Friday, March 13, 2009


Guardian, UK - Severe global warming could make half the world's inhabited areas literally too hot to live in, a US scientist warned. Parts of China, India and the eastern US could all become too warm in summer for people to lose heat by sweating - rendering such areas effectively uninhabitable.

Steven Sherwood, a climate expert at Yale University, told a global warming conference in Copenhagen that people will not be able to adapt to a much warmer climate as well as previously thought. . .

The 2007 report from the Intergovernmental Panel on Climate Change said that average temperatures could rise by 6C this century if greenhouse gas emissions continue to rise at current rates. Scientists at the Copenhagen Climate Congress this week said the IPCC may have underestimated the scale of the problem, and that emissions since 2000 have risen much faster than expected.

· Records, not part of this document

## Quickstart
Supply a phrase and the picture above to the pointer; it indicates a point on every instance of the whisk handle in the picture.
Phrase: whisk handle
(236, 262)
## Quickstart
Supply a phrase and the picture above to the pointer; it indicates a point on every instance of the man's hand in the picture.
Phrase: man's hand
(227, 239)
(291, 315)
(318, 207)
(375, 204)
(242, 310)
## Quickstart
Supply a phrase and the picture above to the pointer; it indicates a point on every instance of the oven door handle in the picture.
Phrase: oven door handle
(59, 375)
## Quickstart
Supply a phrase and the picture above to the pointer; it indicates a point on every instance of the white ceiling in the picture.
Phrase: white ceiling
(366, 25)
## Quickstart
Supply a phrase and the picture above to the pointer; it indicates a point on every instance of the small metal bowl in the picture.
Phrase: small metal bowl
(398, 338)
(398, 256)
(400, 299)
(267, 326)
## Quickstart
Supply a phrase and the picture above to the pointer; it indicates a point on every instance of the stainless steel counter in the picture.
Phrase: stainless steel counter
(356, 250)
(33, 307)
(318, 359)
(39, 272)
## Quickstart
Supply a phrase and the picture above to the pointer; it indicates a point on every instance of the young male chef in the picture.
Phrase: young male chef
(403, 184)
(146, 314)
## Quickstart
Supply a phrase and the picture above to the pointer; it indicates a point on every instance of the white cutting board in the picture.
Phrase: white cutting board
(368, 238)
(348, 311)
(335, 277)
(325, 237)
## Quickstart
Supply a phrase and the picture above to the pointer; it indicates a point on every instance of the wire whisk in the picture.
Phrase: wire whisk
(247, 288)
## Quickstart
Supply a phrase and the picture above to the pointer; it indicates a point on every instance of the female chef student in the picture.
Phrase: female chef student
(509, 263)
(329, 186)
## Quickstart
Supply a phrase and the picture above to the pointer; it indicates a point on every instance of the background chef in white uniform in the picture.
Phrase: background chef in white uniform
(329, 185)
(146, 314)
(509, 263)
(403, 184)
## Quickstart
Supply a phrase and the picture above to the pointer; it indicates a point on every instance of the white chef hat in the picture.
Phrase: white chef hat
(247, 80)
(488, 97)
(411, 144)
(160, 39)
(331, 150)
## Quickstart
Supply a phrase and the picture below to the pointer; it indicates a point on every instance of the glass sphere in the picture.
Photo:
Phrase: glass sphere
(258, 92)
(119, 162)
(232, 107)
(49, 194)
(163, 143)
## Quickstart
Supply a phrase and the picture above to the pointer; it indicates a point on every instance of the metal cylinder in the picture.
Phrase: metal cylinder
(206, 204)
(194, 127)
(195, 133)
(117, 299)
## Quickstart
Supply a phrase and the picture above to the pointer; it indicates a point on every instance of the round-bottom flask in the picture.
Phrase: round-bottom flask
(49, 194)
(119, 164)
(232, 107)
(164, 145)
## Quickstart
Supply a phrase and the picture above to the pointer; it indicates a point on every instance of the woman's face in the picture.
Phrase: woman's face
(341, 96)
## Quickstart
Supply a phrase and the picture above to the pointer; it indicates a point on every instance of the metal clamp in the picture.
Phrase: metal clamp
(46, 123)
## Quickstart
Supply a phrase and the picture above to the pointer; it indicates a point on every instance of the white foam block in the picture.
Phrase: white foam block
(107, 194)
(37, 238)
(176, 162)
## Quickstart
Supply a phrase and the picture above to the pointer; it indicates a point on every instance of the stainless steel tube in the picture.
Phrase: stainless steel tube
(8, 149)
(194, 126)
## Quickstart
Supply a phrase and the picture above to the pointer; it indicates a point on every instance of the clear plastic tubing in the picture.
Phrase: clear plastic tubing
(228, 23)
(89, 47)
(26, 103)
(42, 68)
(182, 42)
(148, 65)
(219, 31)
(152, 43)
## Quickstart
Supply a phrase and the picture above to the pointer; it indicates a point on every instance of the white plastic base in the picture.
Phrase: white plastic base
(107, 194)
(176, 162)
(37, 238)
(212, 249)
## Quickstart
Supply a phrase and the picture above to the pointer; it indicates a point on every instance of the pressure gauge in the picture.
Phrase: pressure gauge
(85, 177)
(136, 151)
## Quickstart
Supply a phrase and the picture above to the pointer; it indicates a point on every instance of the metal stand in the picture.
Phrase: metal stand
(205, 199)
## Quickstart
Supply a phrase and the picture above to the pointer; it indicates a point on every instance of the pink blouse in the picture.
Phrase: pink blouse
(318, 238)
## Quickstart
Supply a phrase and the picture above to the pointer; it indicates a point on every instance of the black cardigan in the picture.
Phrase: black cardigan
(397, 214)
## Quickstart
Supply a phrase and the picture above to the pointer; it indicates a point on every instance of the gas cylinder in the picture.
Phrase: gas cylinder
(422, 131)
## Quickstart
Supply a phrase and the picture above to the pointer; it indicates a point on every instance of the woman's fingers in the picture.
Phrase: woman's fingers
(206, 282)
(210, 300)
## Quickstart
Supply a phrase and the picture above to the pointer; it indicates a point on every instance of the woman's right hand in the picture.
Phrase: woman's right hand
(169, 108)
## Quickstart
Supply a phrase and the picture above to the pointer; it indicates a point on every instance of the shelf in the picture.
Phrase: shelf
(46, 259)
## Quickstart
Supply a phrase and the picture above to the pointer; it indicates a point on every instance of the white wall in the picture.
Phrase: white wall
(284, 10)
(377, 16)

Sherwood told the conference: "Seven degrees would begin to create zones of uninhabitability due to unsurvivable peak heat stresses and 10C would expand such zones far enough to encompass a majority of today's population."

He said air temperature measurements were a poor guide to the true impact of global warming on people. A better assessment is "wet bulb" temperature, which combines temperature and humidity. "A warming of only a few degrees will cause large parts of the globe to experience peak wetbulb temperatures that never occur today."